Poor Mary, with only the clothes she is wearing, runs from her home through the uncaring streets of the great capital. She runs till she can go no longer, and she curls up in a darkened doorway hoping only to die and be relieved from her misery. Instead, come darkness, the street children come to life and a gang finds Mary. The leading girl strips her of her nice clothes, even her knickers, for the gangster girl is bare arsed, and tosses her dirty shift for Mary to wear. The gang leader, however, named Rooster Charlie, takes a liking to Mary and she becomes his protégé. Until poor cocky Charlie falls foul of Muck, who murders him. Mary, out looking for him, strips Charlie, dons his clothes, chops her hair – and Jacky is born.

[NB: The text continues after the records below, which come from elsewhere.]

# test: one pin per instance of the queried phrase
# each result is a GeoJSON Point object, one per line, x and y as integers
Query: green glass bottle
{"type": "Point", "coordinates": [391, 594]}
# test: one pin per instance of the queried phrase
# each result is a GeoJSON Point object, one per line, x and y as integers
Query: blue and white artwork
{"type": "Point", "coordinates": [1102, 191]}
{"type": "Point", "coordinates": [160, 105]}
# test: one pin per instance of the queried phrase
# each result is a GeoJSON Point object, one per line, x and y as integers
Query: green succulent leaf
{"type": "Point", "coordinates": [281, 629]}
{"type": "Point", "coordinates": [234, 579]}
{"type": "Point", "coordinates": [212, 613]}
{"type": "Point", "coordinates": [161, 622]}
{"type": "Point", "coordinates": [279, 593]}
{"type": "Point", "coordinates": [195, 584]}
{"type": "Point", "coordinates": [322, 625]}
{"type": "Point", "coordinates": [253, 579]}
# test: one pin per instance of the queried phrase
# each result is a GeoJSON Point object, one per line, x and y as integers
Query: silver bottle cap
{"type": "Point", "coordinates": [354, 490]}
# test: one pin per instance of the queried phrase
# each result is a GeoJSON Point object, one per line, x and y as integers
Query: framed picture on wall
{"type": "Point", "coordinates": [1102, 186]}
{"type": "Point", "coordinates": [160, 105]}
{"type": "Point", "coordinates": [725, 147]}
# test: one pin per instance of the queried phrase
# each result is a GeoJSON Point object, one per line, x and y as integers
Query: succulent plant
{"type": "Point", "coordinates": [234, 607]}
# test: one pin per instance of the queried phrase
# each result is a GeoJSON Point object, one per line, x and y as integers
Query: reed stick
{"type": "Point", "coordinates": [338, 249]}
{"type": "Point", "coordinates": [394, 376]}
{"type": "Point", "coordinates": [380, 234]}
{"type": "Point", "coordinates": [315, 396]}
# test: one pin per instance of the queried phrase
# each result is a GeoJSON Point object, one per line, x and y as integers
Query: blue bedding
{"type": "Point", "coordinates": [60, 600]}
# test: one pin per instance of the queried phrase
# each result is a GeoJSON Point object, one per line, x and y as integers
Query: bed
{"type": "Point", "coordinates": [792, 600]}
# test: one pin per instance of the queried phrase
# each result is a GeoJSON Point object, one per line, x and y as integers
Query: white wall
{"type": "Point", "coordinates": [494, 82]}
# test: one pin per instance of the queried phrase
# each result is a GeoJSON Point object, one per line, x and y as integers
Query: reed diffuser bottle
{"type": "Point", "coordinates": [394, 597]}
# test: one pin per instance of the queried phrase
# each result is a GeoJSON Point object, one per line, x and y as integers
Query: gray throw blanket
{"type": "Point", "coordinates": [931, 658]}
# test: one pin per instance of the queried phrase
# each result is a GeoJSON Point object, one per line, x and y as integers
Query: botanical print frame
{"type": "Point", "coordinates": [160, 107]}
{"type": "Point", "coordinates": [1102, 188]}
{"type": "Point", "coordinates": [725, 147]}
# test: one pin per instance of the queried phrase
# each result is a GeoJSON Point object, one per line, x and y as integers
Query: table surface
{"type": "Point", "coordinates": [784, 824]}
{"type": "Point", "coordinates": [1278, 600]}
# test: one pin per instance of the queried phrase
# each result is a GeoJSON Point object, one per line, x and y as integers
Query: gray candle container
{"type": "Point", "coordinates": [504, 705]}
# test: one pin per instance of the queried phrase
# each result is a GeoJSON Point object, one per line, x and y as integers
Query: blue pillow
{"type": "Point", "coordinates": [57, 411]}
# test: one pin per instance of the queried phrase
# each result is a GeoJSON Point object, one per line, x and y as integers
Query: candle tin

Jacky tries her luck as a ship’s boy; despite her young age, the recruiting officer signs her on because she can read. Told in the first person, present tense, the book is a rollicking tale of Jacky’s adventures and misadventures, the friends and enemies she makes aboard ship, and the onset of adolescence. Mr. Meyer treats it all with sensitivity and humour. Without unduly dwelling on the cruelty and cynicism of the city, he also shows death as being ever-present, and does not sugar coat either death on the streets, or aboard ship, whether by accident, judgement, or battle. The dialogue throughout is that of the London streets at the time, it should be quite easy for today’s middle-graders to understand. I found just one jarring note – the use of ‘Brits’ to describe Mary’s fellow countrymen. I’m sure this loathsome abbreviation is of recent origin. There again, I’m prejudiced and open to any necessary correction!

This book paints an excellent historical picture of life in the Royal Navy, the perils, the Barbary pirates, life in London and Boston at the end of the eighteenth century. Sure to appeal to the MG.